Poor roads, high speeds topics of discussion for Erin council

ERIN – The Town of Erin will use a grant from the Federation of Canadian Municipalities (FCM) to hire Streetview, a company that will travel all town roads and record the condition of pavement, shoulders, street signs and other markers captured with the technology.

Nick Colucci, director of infrastructure services, told council at its July 21 meeting the data will help the town create a pavement condition index and assess its roads against that index.

Once Erin officials know the overall condition of roads, the town can set targets and budgets to meet those targets.

It will prioritize road projects based on the data, and coordinate roadwork with infrastructure projects, such as the wastewater treatment system and bridge work.

The information will also inform the asset management plan.

“Having the current data, we can establish priorities.
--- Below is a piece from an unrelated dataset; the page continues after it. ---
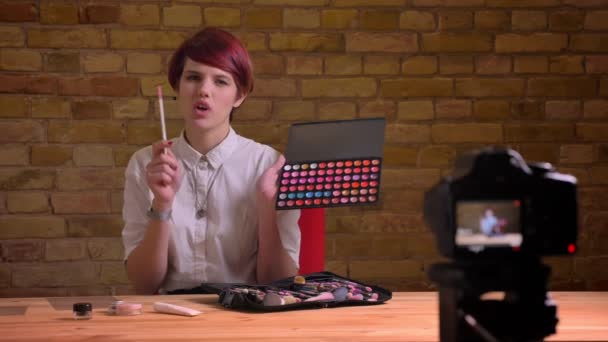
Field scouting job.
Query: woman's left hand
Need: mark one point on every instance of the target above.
(267, 184)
We’ll do the poor condition roads first and try to leave the good roads until the end,” Colucci said.

“All our roads are a problem,” stated Mayor Allan Alls. “Choosing the worst might be the problem.”

While the technology right now only works on paved roads, Streetview is working on a way to capture gravel roads too, and will collect data on gravel roads here as it does its work for the town.
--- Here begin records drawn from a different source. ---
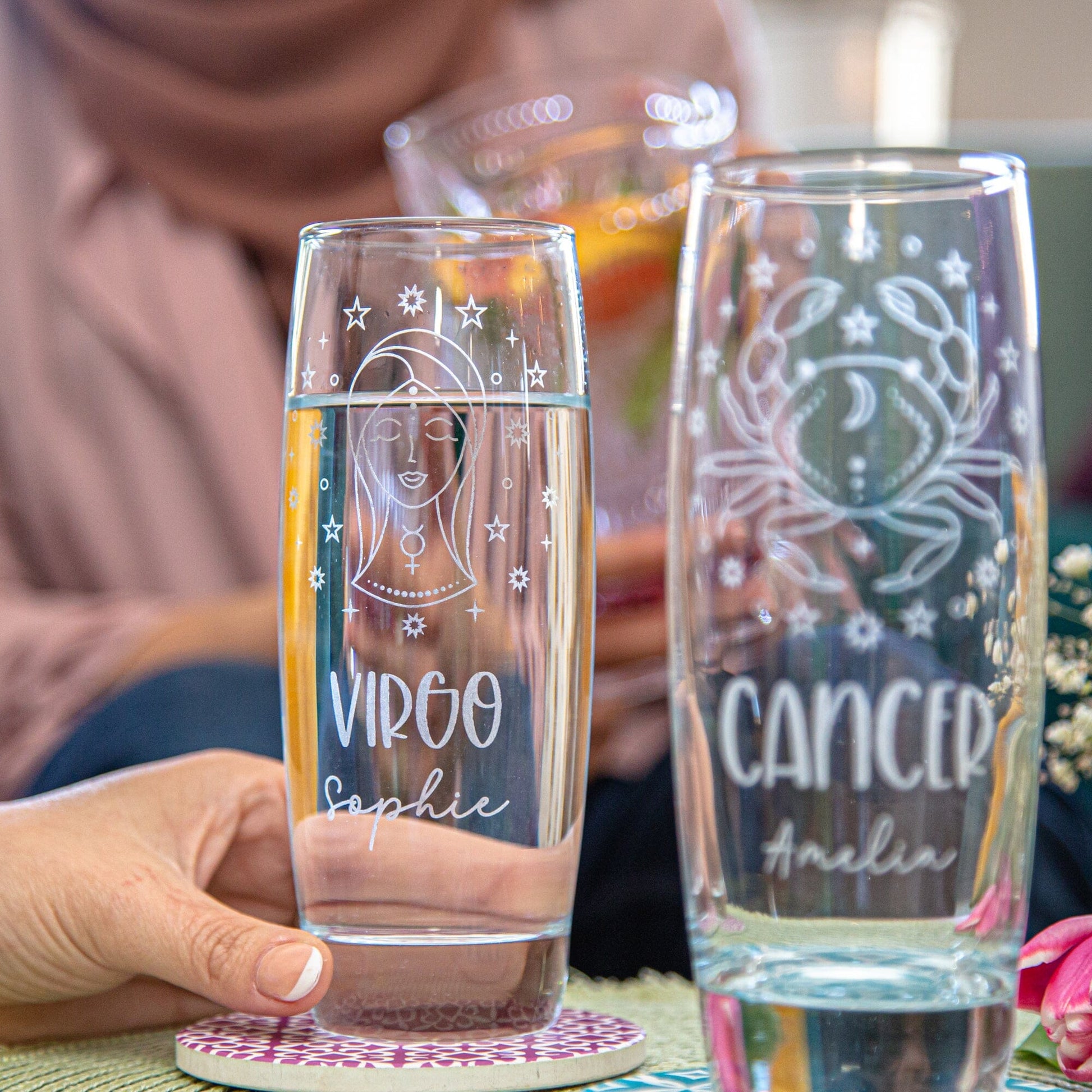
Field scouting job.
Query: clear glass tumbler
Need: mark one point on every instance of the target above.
(607, 151)
(437, 613)
(857, 607)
“They are doing our gravel roads for themselves? Are we paying for that?” asked councillor Jamie Cheyne.

Colucci  replied, “We will be getting the data, but it’s not part of the pavement condition index. It is part of the cost.”

He said the FCM grant will cover 80 per cent of the cost, while the town’s cost would be $5,000.
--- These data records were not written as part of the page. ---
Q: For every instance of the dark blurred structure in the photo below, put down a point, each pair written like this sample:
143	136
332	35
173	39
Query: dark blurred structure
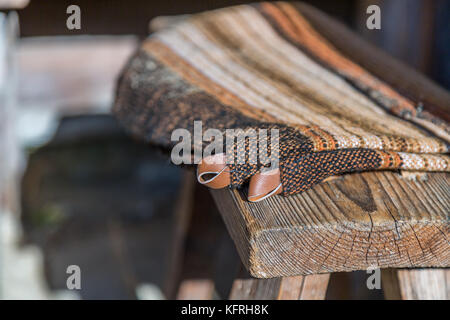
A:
95	198
414	31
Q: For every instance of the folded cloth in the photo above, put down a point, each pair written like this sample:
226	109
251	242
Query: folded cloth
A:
264	66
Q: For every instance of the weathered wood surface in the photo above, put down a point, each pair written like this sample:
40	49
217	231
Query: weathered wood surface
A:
359	220
311	287
416	284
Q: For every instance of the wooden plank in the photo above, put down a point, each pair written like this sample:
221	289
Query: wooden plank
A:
352	223
416	284
311	287
396	73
Council unanimously approved a motion to apply for the grant.

Slow down through Hillsburgh

Council also approved a motion to place a permanent speed indicator sign on Trafalgar Road at the south entrance to Hillsburgh.

Cheyne sits on the Let’s Get Hillburgh Growing committee and said the purpose of the committee “is improvement, and safety is right up there.”

He said Trafalgar Road sees a lot of truck traffic and speeding is a problem through town.

“We thought the south end of Hillsburgh would be a good spot,” he said.

“There’s only one light and no crosswalk.”

The cost – $3,130 – would come from the Let’s Get Hillsburgh Growing reserve, Cheyne said.

There is already a speed indicator sign on the north entrance of town for southbound traffic.

“They work,” Cheyne said. “People see them and respond to them.”

Council approved a motion to send the proposal to Wellington County for review.